Female armyworm moths are ash-grey in colour, and several research efforts revealed that one female armyworm can lay egg masses ranging from about 1 500 to 2 000 at night, and usually place their eggs on plant foliage. Hatching takes place within two to four days, allowing them to populate in a very short period. Researchers have revealed that heavy rains can disrupt the life cycle of fall armyworms by washing eggs off leaves and onto the ground, said Abraham.

If the production cycle goes undisrupted, eggs can hatch into larvae, which can be described as light green to cream in colour with a dark head capsule. As the larvae continue to feed, they becomes darker with light-coloured lines down the sides of the body.

Abraham said farmers are advised to be vigilant and scout their fields frequently as small armyworms feed less. As they grow, their feed intake increases significantly to such an extent that the feeding patterns can easily be noticed.

“Farmers should not wait for extreme damage to occur. Close crop inspection is required to detect the pest on time.”

Abraham said this is to ensure that appropriate management decisions are embarked on to inform integrated pest management (IPM).

Moreover, it should be noted that the effective control of armyworms can be achieved when pesticide application is done promptly.

“It is imperative to scout in the morning and afternoon while pests are active and can be easily detected.”

Signs to be noted for during scouting include leaves that are chewed on the underside and larvae excrement that resembles dark grass seeds as well as dead, wilted and defoliated crops.

In most cases, insecticide control is warranted when an average of three or more worms per square foot occurs. Furthermore, the scouting date and the number of pests identified should be recorded, said Abraham.

According to her, IPM is key, however, to ensure its effectiveness, scouting and field assessment is a pre-requisite.

Physical methods include handpicking, crushing egg masses/caterpillars, the application of ash/sand and the digging of trenches.

However, it is observed that these control methods are uneconomical on a large scale and thus synthetic pesticides are required to control fall armyworms.

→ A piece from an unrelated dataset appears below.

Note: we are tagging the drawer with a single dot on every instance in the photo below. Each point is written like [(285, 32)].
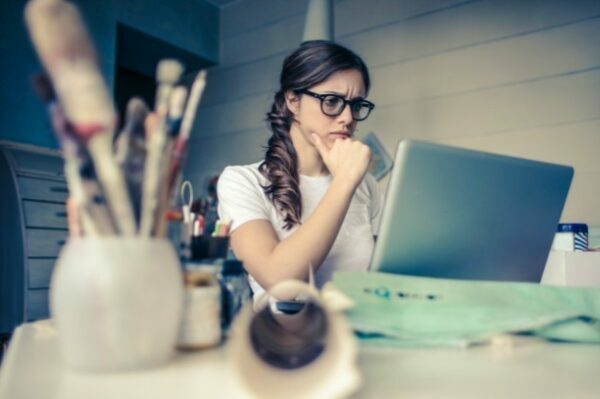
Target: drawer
[(46, 243), (39, 272), (43, 190), (34, 162), (38, 304), (45, 214)]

Abraham said pesticide application can be done systematically or on contact.

“When selecting synthetic remedies, farmers should take cognisance of factors such as local availability, cost, correct dosage and residual activity, taking into consideration the withdrawal period.”

In addition, agro-chemicals chosen should be among the chemicals approved by the agriculture ministry.

Pesticide choices can include lambda, cyperfos, impligo, belt and others and these can be solicited from local agriculture stores. It is also important to note that research has revealed that armyworms retaliate by becoming resistant to pesticide applications. Therefore, farmers should use and alternate at least two different pesticides to avoid resistance. “The application should be done after every seven days and spraying should be done early in the morning and late in the evening because the pest mostly feeds at night.”

Abraham said the use of pheromone mass traps can also be a good way to control the pests as it is proven to be environmentally friendly. “Irrespective of the method chosen, the efficacy heavily depends on proper timing.”

She added that the government continues to make efforts to assist particularly small-scale farmers to control armyworm pests when resources allow. “However, farmers who can afford to purchase the pesticides are urged to meet the government halfway.”